# 1.6. Getting help and finding documentation¶

**Author**: *Emmanuelle Gouillart*

Rather than knowing all functions in NumPy and SciPy, it is important to find rapidly information throughout the documentation and the available help. Here are some ways to get information:

In Ipython,

`help function`

opens the docstring of the function. Only type the beginning of the function’s name and use tab completion to display the matching functions.In [1]: help(np.van<TAB> In [2]: help(np.vander) Help on _ArrayFunctionDispatcher in module numpy: vander(x, N=None, increasing=False) Generate a Vandermonde matrix. The columns of the output matrix are powers of the input vector. The order of the powers is determined by the `increasing` boolean argument. Specifically, when `increasing` is False, the `i`-th output column is the input vector raised element-wise to the power of ``N - i - 1``. Such a matrix with a geometric progression in each row is named for Alexandre- Theophile Vandermonde. Parameters ---------- x : array_like 1-D input array. N : int, optional Number of columns in the output. If `N` is not specified, a square array is returned (``N = len(x)``). increasing : bool, optional Order of the powers of the columns. If True, the powers increase from left to right, if False (the default) they are reversed. .. versionadded:: 1.9.0 Returns ------- out : ndarray Vandermonde matrix. If `increasing` is False, the first column is ``x^(N-1)``, the second ``x^(N-2)`` and so forth. If `increasing` is True, the columns are ``x^0, x^1, ..., x^(N-1)``. See Also -------- polynomial.polynomial.polyvander Examples -------- >>> x = np.array([1, 2, 3, 5]) >>> N = 3 >>> np.vander(x, N) array([[ 1, 1, 1], [ 4, 2, 1], [ 9, 3, 1], [25, 5, 1]]) >>> np.column_stack([x**(N-1-i) for i in range(N)]) array([[ 1, 1, 1], [ 4, 2, 1], [ 9, 3, 1], [25, 5, 1]]) >>> x = np.array([1, 2, 3, 5]) >>> np.vander(x) array([[ 1, 1, 1, 1], [ 8, 4, 2, 1], [ 27, 9, 3, 1], [125, 25, 5, 1]]) >>> np.vander(x, increasing=True) array([[ 1, 1, 1, 1], [ 1, 2, 4, 8], [ 1, 3, 9, 27], [ 1, 5, 25, 125]]) The determinant of a square Vandermonde matrix is the product of the differences between the values of the input vector: >>> np.linalg.det(np.vander(x)) 48.000000000000043 # may vary >>> (5-3)*(5-2)*(5-1)*(3-2)*(3-1)*(2-1) 48

In Ipython it is not possible to open a separated window for help and
documentation; however one can always open a second `Ipython`

shell
just to display help and docstrings…

Numpy’s and Scipy’s documentations can be browsed online on https://scipy.org and https://numpy.org. The

`search`

button is quite useful inside the reference documentation of the two packages.Tutorials on various topics as well as the complete API with all docstrings are found on this website.

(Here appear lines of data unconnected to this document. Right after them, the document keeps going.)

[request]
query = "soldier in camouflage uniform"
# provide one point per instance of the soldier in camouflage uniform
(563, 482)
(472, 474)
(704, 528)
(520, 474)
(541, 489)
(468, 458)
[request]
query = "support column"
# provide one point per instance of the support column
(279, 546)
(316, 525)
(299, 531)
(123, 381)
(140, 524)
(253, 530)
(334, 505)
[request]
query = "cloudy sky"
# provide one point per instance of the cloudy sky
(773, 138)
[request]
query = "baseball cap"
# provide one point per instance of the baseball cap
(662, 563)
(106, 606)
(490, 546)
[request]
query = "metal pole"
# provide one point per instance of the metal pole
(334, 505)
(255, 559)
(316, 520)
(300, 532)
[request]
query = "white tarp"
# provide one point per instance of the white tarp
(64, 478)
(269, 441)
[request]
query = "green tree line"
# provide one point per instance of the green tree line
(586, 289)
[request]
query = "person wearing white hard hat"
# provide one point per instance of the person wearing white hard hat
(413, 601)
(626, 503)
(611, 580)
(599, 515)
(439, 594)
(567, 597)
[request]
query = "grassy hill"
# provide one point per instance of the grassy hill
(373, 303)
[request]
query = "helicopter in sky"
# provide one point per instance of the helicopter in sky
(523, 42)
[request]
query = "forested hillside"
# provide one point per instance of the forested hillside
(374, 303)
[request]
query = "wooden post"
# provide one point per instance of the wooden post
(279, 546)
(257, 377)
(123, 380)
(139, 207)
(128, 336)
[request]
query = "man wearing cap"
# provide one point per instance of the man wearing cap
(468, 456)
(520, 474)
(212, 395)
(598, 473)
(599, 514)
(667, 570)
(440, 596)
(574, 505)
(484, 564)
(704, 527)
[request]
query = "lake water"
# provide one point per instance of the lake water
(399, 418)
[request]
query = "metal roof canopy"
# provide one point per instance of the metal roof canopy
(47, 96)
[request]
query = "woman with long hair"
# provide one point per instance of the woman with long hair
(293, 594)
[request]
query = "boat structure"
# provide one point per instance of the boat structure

Numpy’s and Scipy’s documentation is enriched and updated on a regular basis by users on a wiki https://numpy.org/doc/stable/. As a result, some docstrings are clearer or more detailed on the wiki, and you may want to read directly the documentation on the wiki instead of the official documentation website. Note that anyone can create an account on the wiki and write better documentation; this is an easy way to contribute to an open-source project and improve the tools you are using!

The SciPy Cookbook https://scipy-cookbook.readthedocs.io gives recipes on many common problems frequently encountered, such as fitting data points, solving ODE, etc.

Matplotlib’s website https://matplotlib.org/ features a very nice

**gallery**with a large number of plots, each of them shows both the source code and the resulting plot. This is very useful for learning by example. More standard documentation is also available.

Finally, two more “technical” possibilities are useful as well:

In Ipython, the magical function

`%psearch`

search for objects matching patterns. This is useful if, for example, one does not know the exact name of a function.In [3]: import numpy as np

numpy.lookfor looks for keywords inside the docstrings of specified modules.

In [4]: np.lookfor('convolution') Search results for 'convolution' -------------------------------- numpy.convolve Returns the discrete, linear convolution of two one-dimensional sequences. numpy.ma.convolve Returns the discrete, linear convolution of two one-dimensional sequences. numpy.polymul Find the product of two polynomials. numpy.bartlett Return the Bartlett window. numpy.correlate Cross-correlation of two 1-dimensional sequences. numpy.vectorize vectorize(pyfunc=np._NoValue, otypes=None, doc=None, excluded=None,

If everything listed above fails (and Google doesn’t have the answer)… don’t despair! There is a vibrant Scientific Python community. Scientific Python is present on various platform. https://scientific-python.org/community/

Packages like SciPy and NumPy also have their own channels. Have a look at their respective websites to find out how to engage with users and maintainers.